Tadeusz MAZUREK Satirist As Judge: Programmatic Ramifications


Noting the success which Old and New Comedy enjoyed in mocking legal procedures, Roman satirists often alluded to the law to develop settings, characters and ethical appeal. After a very brief look at New Comedy’s treatment of the law, this study will examine Lucilius’ use of the law to help define his satire and conclude with a close scrutiny of Horace’s manipulation of legal metaphors in his three programmatic satires.
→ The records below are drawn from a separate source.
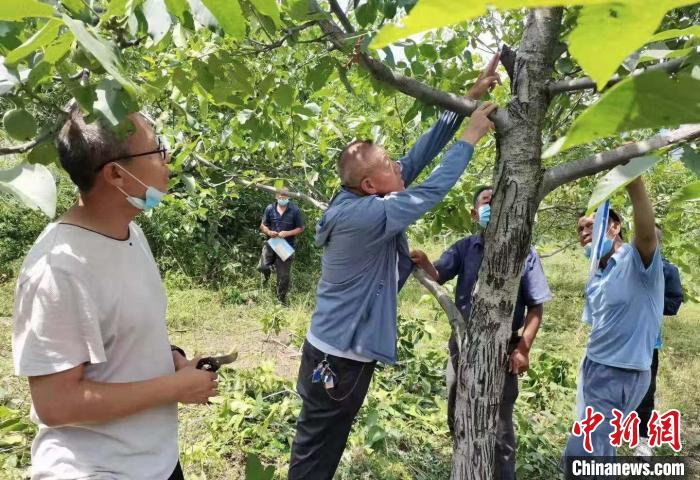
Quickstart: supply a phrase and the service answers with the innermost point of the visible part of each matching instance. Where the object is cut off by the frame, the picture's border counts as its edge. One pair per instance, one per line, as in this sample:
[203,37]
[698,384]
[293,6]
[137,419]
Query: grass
[401,432]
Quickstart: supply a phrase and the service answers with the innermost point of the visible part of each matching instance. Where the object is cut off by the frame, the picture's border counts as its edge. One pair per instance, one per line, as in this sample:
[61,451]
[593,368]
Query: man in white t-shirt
[89,322]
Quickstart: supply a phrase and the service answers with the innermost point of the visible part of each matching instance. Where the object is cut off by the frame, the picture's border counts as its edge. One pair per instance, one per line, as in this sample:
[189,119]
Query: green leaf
[428,51]
[650,100]
[77,8]
[418,68]
[229,15]
[19,124]
[103,51]
[58,49]
[189,182]
[45,153]
[606,34]
[431,14]
[158,19]
[254,470]
[19,9]
[118,8]
[31,184]
[318,76]
[689,193]
[600,47]
[284,96]
[112,102]
[618,178]
[298,10]
[268,8]
[8,79]
[179,8]
[40,39]
[693,31]
[691,159]
[39,74]
[365,14]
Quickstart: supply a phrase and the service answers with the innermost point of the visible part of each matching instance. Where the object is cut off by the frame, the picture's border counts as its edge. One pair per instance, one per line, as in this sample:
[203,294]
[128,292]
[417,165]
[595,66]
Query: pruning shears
[212,364]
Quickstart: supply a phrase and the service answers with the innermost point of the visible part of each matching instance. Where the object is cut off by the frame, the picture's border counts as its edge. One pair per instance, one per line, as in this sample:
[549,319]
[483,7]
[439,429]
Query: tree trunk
[518,175]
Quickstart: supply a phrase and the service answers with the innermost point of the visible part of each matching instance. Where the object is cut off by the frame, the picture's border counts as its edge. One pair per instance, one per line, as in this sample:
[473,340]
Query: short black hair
[84,146]
[344,158]
[612,215]
[479,191]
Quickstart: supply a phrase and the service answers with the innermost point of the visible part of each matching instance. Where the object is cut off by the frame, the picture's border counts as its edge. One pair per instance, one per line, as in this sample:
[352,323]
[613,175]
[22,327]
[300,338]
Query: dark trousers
[504,469]
[326,415]
[647,406]
[268,258]
[177,473]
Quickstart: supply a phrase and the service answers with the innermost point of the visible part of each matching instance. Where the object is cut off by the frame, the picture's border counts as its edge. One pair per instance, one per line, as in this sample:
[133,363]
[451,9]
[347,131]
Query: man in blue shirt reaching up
[462,260]
[624,301]
[365,263]
[673,297]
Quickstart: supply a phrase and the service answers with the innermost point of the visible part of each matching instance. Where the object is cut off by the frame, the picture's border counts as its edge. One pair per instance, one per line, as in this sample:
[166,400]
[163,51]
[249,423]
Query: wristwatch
[175,348]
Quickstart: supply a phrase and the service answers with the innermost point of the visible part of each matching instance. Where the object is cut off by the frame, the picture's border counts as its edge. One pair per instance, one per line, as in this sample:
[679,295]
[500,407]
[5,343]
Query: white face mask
[153,195]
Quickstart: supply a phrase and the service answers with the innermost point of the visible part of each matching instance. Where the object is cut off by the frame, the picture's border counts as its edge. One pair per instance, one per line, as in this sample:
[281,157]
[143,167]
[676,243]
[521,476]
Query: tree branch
[266,47]
[25,147]
[451,310]
[335,8]
[247,183]
[407,85]
[586,83]
[559,250]
[568,172]
[508,56]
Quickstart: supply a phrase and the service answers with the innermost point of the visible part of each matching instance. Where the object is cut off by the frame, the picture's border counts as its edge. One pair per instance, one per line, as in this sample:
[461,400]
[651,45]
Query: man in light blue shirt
[365,263]
[624,305]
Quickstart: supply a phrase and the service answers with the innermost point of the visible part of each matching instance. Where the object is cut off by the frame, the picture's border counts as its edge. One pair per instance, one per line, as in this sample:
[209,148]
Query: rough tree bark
[518,175]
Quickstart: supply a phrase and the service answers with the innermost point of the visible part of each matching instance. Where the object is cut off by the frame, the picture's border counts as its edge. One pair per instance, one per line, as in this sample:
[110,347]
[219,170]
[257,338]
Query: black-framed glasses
[162,149]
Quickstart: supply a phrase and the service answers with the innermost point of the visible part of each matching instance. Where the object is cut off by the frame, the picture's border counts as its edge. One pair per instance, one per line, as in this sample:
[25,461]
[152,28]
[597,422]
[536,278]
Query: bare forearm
[533,319]
[86,402]
[643,214]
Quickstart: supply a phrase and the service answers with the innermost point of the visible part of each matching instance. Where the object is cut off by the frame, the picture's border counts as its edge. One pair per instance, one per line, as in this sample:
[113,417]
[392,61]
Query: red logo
[587,426]
[665,428]
[626,430]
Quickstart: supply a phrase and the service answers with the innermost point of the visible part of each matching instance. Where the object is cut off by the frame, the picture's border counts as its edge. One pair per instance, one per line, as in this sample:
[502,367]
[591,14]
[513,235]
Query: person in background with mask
[281,219]
[462,260]
[624,300]
[673,297]
[89,321]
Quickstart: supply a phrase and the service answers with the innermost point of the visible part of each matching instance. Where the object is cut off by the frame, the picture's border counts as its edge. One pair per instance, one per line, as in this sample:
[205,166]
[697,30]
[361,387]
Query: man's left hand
[181,362]
[519,361]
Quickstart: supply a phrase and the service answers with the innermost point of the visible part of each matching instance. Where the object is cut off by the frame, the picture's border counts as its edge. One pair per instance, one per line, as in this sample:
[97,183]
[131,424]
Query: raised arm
[673,291]
[645,240]
[430,144]
[401,209]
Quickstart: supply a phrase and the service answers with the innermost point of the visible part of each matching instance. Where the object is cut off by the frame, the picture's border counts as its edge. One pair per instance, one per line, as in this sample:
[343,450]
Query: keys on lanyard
[323,373]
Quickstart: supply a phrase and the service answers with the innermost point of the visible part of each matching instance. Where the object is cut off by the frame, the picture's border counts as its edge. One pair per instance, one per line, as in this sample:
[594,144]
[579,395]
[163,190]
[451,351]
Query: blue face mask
[153,195]
[604,249]
[484,215]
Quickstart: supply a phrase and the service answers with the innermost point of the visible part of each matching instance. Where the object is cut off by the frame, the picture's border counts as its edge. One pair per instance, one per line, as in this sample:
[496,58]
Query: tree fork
[518,176]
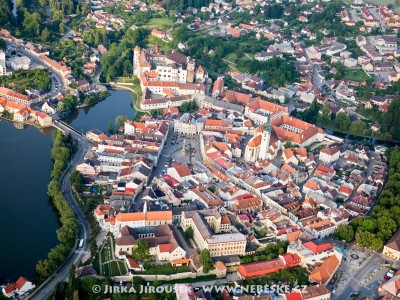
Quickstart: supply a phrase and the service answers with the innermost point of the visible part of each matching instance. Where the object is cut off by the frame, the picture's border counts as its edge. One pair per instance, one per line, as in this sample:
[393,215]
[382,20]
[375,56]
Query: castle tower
[155,49]
[190,70]
[265,138]
[136,67]
[145,207]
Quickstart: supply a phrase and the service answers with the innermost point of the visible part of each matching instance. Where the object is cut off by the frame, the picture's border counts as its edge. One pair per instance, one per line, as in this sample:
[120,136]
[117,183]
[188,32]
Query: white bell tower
[265,138]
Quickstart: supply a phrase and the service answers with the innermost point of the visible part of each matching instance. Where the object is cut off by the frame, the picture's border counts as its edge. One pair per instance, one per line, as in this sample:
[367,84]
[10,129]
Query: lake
[28,221]
[104,112]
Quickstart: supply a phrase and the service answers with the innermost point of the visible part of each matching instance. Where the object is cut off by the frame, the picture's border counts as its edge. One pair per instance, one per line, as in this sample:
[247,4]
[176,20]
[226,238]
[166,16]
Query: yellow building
[392,247]
[207,233]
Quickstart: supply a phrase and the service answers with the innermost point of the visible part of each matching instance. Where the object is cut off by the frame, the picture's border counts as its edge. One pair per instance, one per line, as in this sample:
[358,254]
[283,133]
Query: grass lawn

For the ancient Romans there was a precariously fine line between Trachalio and Gripus’ farcical debate for the trunk in the Rudens and a civil suit for property, and Plautus and his audience felt it. Lucilius takes Plautus’ farcical legal scenes one step further by actually placing his litigants in formal legal debates. In Book I, the gods acting as Roman senators (Mosca 1960) try Lentulus Lupus. In Book II, in a lengthy scene later echoed by Horace in Satires 1.7, the jurist Q. Scaevola and Titus Albucius exchange invectives in the midst of a court trial. Can justice be served in the midst of such a slanging match? “No,” implies the satirist, “Look to me for true justice.”

Like Lucilius, Horace well understood the advantages of having his satirist absorb for himself the moral authority of the law, so that he emerges as a judge more worthy of the name than any praetor. By the end of Satires 1.3, the satirist has established his credentials as a worthy dispenser of justice, in sharp contrast to the Stoic sapiens or the jurists Labeo and Alfenus (l.3.80-142). In the programmatic satires, the satirist cleverly transforms his garnered authority as a judge of society to emerge as the quintessential judge of literature. The censor decori becomes a censor litterarum, who indicts (notare) those who act immorally or write poorly, a correlation Horace later expressed clearly in Epist. 2.2.109-10. The censorial metaphor continues on into Satires 1.10, which ends with the words haec subscribe libello. The highly legalistic and technical connotations of subscribere (subscriptio censoria was essentially synonymous with nota censoria) and libellus (a formal legal indictment) reveal that these closing words of Book I are no mere afterthought. Satires I is a mock-legal pamphlet aimed at literary and political foes and composed by a censor who authoritatively ascribes his final nota against Demetrius, Tigellius and their ilk. In Satires 2.1, the satirist continues to define his genre and literary agenda in legal terms. The key allusion to the XII Tables at the poem’s conclusion is not made by a satirist who is confused or sloppy in his use of legal language, as has so often been suggested. He alludes to the XII Tables and not to the praetorian edict on libel for satiric and programmatic reasons. The praetorian edict did not use the term carmina, which forms the crux of the pun (ll. 82-83) and of the poem’s message. The satirist’s carmina will be considered bona and non-libelous by Octavian because of their exceptional poetic quality. His libellus bypasses the laws of the state (as the satirist has superseded the law) and of the genre (as previously defined by Lucilius). This is Horace’s redefinition of the lex operis of satire. Its exceptional literary character makes Horace’s satire truly ultra legem (2.1.1-2), but in a way none of the satirist’s critics had imagined. The satirist stands above social and literary laws as witness and commentator.